New on-campus housing project could begin in Lot 22 sooner rather than later

Cars sit parked in commuter Lot 22 on Washington Street Feb. 10

One of Central Michigan University's largest commuter lots could begin repurposing to a new apartment complex by next semester.

The planned apartment complex, called the Washington Commons, would be built along Washington Street between the Towers community and Preston Street. 

The complex is a part of CMU's Master Plan which was presented to the Board of Trustees at its Sept. 23, 2021 meeting. Trustees agreed to the $1.5 million project design.

Through emails, some faculty members have already been alerted that Lot 22 will be closed for construction at the beginning of the summer.

"After this semester, faculty will need to park in other lots on campus with designated faculty spaces, such as Lot 16, Lot 6F, Lot 56 and Lot 23," an email from the dean's office at the College of Liberal Arts and Social Sciences read.

However, the university has said the project still must receive approval from the Board of Trustees. 

“If approved by the Board of Trustees, the proposed Washington Commons residential community project would be located in the space currently occupied by Lot 22,” Director of Communications, Aaron Mills said in a statement.“In developing the project proposal, CMU leaders included plans to add new parking areas and to reallocate existing parking spaces to ensure students, faculty and staff continue to have ample access to parking.”

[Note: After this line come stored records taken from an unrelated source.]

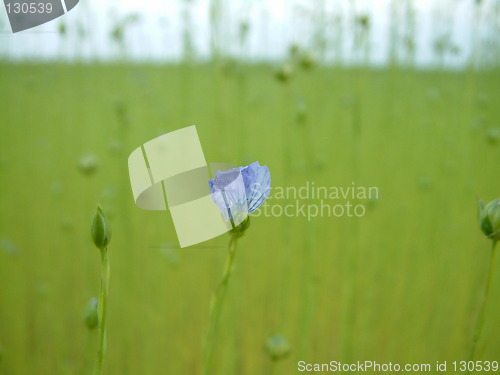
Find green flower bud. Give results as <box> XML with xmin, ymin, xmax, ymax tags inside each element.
<box><xmin>300</xmin><ymin>52</ymin><xmax>316</xmax><ymax>70</ymax></box>
<box><xmin>90</xmin><ymin>206</ymin><xmax>111</xmax><ymax>251</ymax></box>
<box><xmin>229</xmin><ymin>215</ymin><xmax>250</xmax><ymax>237</ymax></box>
<box><xmin>78</xmin><ymin>154</ymin><xmax>99</xmax><ymax>176</ymax></box>
<box><xmin>83</xmin><ymin>297</ymin><xmax>99</xmax><ymax>330</ymax></box>
<box><xmin>264</xmin><ymin>335</ymin><xmax>290</xmax><ymax>361</ymax></box>
<box><xmin>275</xmin><ymin>64</ymin><xmax>292</xmax><ymax>83</ymax></box>
<box><xmin>479</xmin><ymin>199</ymin><xmax>500</xmax><ymax>241</ymax></box>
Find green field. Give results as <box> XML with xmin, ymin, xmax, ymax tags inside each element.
<box><xmin>0</xmin><ymin>63</ymin><xmax>500</xmax><ymax>375</ymax></box>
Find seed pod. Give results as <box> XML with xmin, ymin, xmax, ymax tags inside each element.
<box><xmin>90</xmin><ymin>206</ymin><xmax>111</xmax><ymax>251</ymax></box>
<box><xmin>229</xmin><ymin>216</ymin><xmax>250</xmax><ymax>237</ymax></box>
<box><xmin>83</xmin><ymin>297</ymin><xmax>99</xmax><ymax>330</ymax></box>
<box><xmin>299</xmin><ymin>52</ymin><xmax>316</xmax><ymax>70</ymax></box>
<box><xmin>479</xmin><ymin>198</ymin><xmax>500</xmax><ymax>241</ymax></box>
<box><xmin>275</xmin><ymin>64</ymin><xmax>292</xmax><ymax>83</ymax></box>
<box><xmin>78</xmin><ymin>153</ymin><xmax>99</xmax><ymax>176</ymax></box>
<box><xmin>264</xmin><ymin>335</ymin><xmax>290</xmax><ymax>361</ymax></box>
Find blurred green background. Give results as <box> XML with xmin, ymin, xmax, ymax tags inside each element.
<box><xmin>0</xmin><ymin>2</ymin><xmax>500</xmax><ymax>375</ymax></box>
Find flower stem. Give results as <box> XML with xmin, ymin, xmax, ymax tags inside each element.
<box><xmin>94</xmin><ymin>247</ymin><xmax>109</xmax><ymax>375</ymax></box>
<box><xmin>203</xmin><ymin>234</ymin><xmax>238</xmax><ymax>375</ymax></box>
<box><xmin>469</xmin><ymin>241</ymin><xmax>497</xmax><ymax>368</ymax></box>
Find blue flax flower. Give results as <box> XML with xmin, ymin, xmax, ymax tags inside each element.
<box><xmin>208</xmin><ymin>162</ymin><xmax>271</xmax><ymax>226</ymax></box>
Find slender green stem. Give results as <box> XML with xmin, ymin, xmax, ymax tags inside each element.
<box><xmin>469</xmin><ymin>241</ymin><xmax>497</xmax><ymax>368</ymax></box>
<box><xmin>94</xmin><ymin>247</ymin><xmax>109</xmax><ymax>375</ymax></box>
<box><xmin>203</xmin><ymin>234</ymin><xmax>238</xmax><ymax>375</ymax></box>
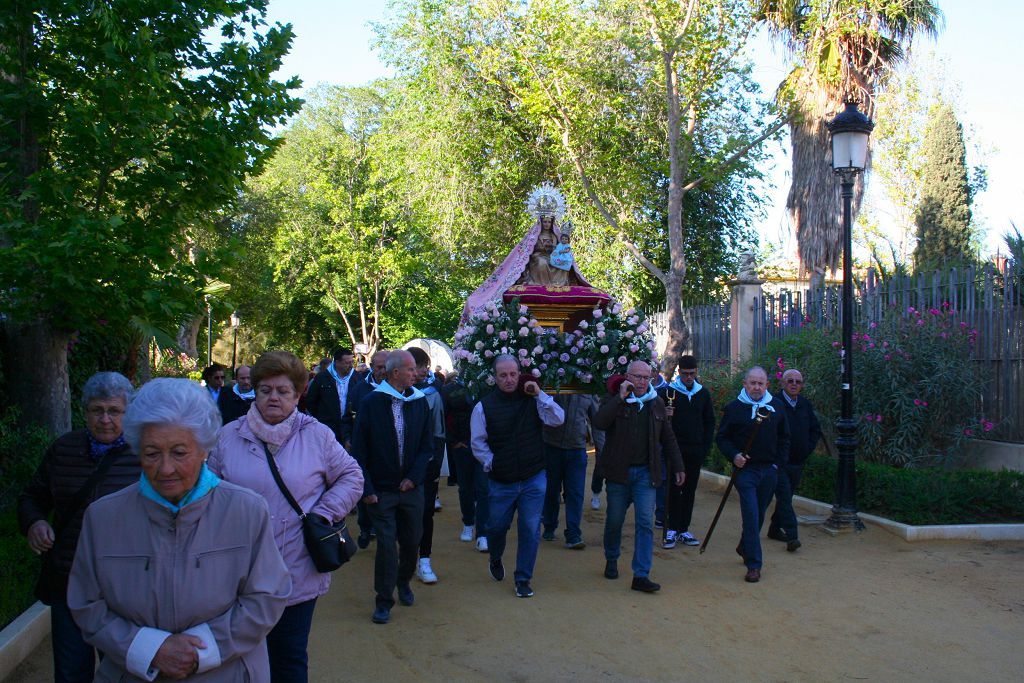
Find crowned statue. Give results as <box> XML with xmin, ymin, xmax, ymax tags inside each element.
<box><xmin>462</xmin><ymin>182</ymin><xmax>609</xmax><ymax>328</ymax></box>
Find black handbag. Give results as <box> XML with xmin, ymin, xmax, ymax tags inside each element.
<box><xmin>263</xmin><ymin>443</ymin><xmax>356</xmax><ymax>573</ymax></box>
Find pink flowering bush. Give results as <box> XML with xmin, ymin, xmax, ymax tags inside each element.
<box><xmin>756</xmin><ymin>304</ymin><xmax>995</xmax><ymax>467</ymax></box>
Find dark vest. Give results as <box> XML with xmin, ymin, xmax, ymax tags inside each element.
<box><xmin>481</xmin><ymin>391</ymin><xmax>546</xmax><ymax>483</ymax></box>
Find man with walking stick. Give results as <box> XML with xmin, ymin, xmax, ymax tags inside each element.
<box><xmin>716</xmin><ymin>366</ymin><xmax>790</xmax><ymax>584</ymax></box>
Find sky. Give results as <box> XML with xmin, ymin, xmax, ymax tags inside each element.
<box><xmin>269</xmin><ymin>0</ymin><xmax>1024</xmax><ymax>262</ymax></box>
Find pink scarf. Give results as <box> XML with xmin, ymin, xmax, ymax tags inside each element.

Lot 22, which contains around 900 parking spots, is one of the largest commuter lots on campus.  

Washington Commons will replace the over 50-year old Northwest Apartments and Kewadin Village that "regularly require heavy maintenance," according to a Sept. 23, 2021 press release.

The two complexes would be demolished if the project is approved.

At the Dec. 7 Board of Trustees meeting, President Bob Davies said the project is "building for the future."

"One of the reasons why we are losing students to other institutions is because of our residential hall capacity. The other part of it is that Northwest and Kewadin have outlived their useful life. So Washington Commons will basically be the replacement," Davies said. 

He said after Northwest and Kewadin are demolished, the total number of beds will decrease slightly.

Kewadin Village is home to a large number of nontraditional students and their families. The Northwest Apartments complex is known for being one of the most affordable on-campus housing options because living there doesn't require students to purchase a meal plan. 

Trustees meet for their formal session on Feb. 17. Mills said the plan requires approval from the Board of Trustees before moving forward. To address the board, speakers must fill out the form available on CMU's website. 

“Plans for design and financing of the Washington Commons project have not yet been approved by the Board of Trustees," Mills said. "If and when the project proposal moves forward, we will update the campus community on plans and progress.”